Confturismo sottolinea poi la crescita del turismo cinese divenuto in pochi anni il quinto mercato incoming dell’Italia e destinato a crescere ulteriormente nei prossimi anni. Oltre il 60% degli arrivi internazionali in Italia, secondo Confturismo, è assorbito da quattro regioni: Veneto, Lombardia, Toscana e Lazio. Nel mezzogiorno le isole risultano più attrattive rispetto al continente. Tutti dati, quelli presentati da Confturismo, che per il presidente della confederazione aderente a Confcommercio, Luca Patanè “confermano che il turismo è l’unico sistema produttivo che continua a crescere in tutto il mondo, compresa l’Italia“. Il turismo, ha osservato Patanè “è un comparto che risente parzialmente delle crisi economiche e solo localmente dei fattori geopolitici che di fatto ne cambiano la destinazione senza però ridurre quasi mai l’impatto economico complessivo a livello mondiale“. Per l’Italia, però, ha osservato “c’è una criticità rappresentata dalla riduzione dei giorni di permanenza e della spesa dei turisti, le cosiddette vacanze ‘mordi e fuggi”, che significano 38 miliardi di entrate valutarie in meno negli ultimi 15 anni“.
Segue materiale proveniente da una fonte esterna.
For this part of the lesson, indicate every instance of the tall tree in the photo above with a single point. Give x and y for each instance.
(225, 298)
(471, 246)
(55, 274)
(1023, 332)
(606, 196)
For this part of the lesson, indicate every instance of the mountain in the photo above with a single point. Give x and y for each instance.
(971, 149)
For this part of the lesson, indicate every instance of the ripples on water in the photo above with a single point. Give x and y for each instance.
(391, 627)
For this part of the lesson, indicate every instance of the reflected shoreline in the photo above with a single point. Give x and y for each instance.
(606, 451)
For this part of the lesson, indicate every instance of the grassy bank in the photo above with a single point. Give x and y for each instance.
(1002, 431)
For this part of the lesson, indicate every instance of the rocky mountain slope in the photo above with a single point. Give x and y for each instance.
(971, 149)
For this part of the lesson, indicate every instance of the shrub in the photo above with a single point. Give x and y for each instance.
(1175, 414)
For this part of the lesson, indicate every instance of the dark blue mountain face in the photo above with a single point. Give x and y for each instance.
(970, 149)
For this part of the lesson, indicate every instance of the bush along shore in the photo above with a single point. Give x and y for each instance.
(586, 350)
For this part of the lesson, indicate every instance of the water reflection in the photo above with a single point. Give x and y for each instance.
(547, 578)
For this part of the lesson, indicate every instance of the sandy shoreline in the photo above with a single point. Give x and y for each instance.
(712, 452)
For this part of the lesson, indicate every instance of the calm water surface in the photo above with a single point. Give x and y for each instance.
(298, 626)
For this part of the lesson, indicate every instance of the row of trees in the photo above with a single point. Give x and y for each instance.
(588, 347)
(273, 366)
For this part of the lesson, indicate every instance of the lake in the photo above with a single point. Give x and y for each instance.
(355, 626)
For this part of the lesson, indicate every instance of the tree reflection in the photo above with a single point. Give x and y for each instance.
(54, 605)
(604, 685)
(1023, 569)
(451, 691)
“È evidente – ha osservato ancora Patanè – che in questa situazione l’Italia deve ripensare il suo modello di offerta turistica, ma sopratutto servono interventi e politiche che accrescano la competitività delle imprese di questo comparto e diano centralità, anche a livello europeo, a un settore che rappresenta una potentissima leva non solo di sviluppo e di crescita, ma anche di coesione territoriale“. Ecco quindi che per il presidente di Confturismo “la parola d’ordine è: promozione, promozione, promozione. Per farci conoscere di più e meglio all’estero, per far rimanere più a lungo i turisti che vengono in Italia, per valorizzare maggiormente il nostro Mezzogiorno territorio – ha concluso – che ha una straordinaria ricchezza di luoghi d’arte e di cultura“.